The components of a stained glass window are the pieces of glass, the binding material around the glass pieces, and depending on design, support assemblies (frames or rebar supports).
The glass pieces vary widely as well... traditional flat clear glass that has been painted, cut and polished beveled pieces, glass that has a pattern rolled into its surface, glass that has been "chipped" by a glue-based manufacturing process (called aptly enough, Glue-Chip), to the common Art Glasses made by manufacturers like Bullseye, Spectrum, Uroboros, Gecko, and countless others. Occasionally you will see other objects incorporated in a window, such as a painting, cut wine bottles, brass filigree, or sculpted lead pieces.
The binding material is typically of two styles: Lead Came, or Foiled. Tiffany is commonly given credit (debated) for making the foil tape process popular, while the lead came version of construction has been around much much longer. Sometimes, a binder of sand/mortar and concrete or epoxy is used with large chunks of colored glass as well.
The support assemblies used for stained glass panels consist of the frame and rebar supports. Generally, a window less than three square feet in area can stand without additional support, as long as it is installed vertically. Any window will generally benefit from a lead or zinc came edge for support, and if a window is to be mounted horizontally (such as in a ceiling) additional support is always recommended.
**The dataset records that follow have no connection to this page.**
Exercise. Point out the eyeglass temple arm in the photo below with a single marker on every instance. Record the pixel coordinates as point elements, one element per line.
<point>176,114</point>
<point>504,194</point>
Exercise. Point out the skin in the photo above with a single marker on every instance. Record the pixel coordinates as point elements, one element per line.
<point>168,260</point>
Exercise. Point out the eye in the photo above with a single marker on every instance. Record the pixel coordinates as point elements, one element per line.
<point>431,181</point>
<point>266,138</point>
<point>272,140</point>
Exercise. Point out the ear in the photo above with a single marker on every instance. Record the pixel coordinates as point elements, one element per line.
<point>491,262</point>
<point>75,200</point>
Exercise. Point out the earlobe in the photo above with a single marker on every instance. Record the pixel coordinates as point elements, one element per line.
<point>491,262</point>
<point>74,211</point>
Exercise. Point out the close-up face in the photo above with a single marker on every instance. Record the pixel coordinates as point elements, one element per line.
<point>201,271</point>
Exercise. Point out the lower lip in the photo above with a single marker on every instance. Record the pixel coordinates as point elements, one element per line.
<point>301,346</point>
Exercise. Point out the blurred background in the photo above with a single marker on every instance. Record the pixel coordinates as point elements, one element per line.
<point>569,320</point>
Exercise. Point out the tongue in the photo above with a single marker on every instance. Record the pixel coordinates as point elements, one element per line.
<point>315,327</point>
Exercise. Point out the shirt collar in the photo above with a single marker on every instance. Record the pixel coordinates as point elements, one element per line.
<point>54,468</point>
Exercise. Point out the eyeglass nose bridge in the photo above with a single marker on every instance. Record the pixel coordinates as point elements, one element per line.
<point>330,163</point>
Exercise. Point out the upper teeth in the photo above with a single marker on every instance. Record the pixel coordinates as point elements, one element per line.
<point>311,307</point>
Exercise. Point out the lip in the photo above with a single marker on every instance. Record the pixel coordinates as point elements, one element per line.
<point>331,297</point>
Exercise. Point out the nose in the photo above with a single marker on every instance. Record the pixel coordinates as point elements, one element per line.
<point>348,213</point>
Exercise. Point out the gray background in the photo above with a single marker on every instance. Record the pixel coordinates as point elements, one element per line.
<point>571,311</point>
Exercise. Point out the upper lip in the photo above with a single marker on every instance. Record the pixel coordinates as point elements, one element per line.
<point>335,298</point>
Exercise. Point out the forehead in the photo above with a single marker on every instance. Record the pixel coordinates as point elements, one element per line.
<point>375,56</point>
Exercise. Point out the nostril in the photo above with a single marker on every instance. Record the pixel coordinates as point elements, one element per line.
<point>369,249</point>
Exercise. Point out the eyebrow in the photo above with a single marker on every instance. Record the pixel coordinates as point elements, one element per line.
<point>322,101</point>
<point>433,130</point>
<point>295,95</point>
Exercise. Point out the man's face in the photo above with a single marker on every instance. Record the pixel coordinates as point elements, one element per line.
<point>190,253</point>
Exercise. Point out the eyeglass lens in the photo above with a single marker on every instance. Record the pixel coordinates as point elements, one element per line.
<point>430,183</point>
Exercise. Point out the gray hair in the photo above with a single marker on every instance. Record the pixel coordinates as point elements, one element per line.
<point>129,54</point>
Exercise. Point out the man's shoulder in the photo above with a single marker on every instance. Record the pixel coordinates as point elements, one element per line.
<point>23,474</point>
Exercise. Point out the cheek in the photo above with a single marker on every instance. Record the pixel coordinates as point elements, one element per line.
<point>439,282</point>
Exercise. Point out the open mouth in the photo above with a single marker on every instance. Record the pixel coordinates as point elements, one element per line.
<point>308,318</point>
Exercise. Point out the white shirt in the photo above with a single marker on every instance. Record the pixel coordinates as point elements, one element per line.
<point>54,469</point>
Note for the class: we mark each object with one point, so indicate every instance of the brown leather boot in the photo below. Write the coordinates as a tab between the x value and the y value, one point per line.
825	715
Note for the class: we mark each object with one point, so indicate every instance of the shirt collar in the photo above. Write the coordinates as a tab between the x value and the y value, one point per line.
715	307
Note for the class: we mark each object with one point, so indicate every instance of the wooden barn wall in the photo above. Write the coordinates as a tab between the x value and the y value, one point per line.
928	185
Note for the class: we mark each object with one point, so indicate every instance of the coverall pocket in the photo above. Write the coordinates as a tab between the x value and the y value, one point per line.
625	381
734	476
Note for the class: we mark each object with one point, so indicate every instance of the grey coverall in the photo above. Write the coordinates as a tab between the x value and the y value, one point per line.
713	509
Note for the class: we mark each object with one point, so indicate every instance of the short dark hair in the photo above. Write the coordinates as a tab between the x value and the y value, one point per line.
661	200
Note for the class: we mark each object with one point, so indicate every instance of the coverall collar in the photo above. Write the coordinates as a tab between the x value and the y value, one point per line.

While rebar support is usually seen as straight bars across the glass, the rebar can be bent to follow lead lines and still offer a suitable amount of support.
Antique glass panels are valuable even when broken. The older art glasses often were considered much more brilliant and had more "sparkle" because the manufacturing process included the addition of Arsenic. Also, since it is harder to recycle the colored glasses used in window making, re-cutting and using the pieces of a window that cannot be restored in another piece is a smart alternative to throwing it away.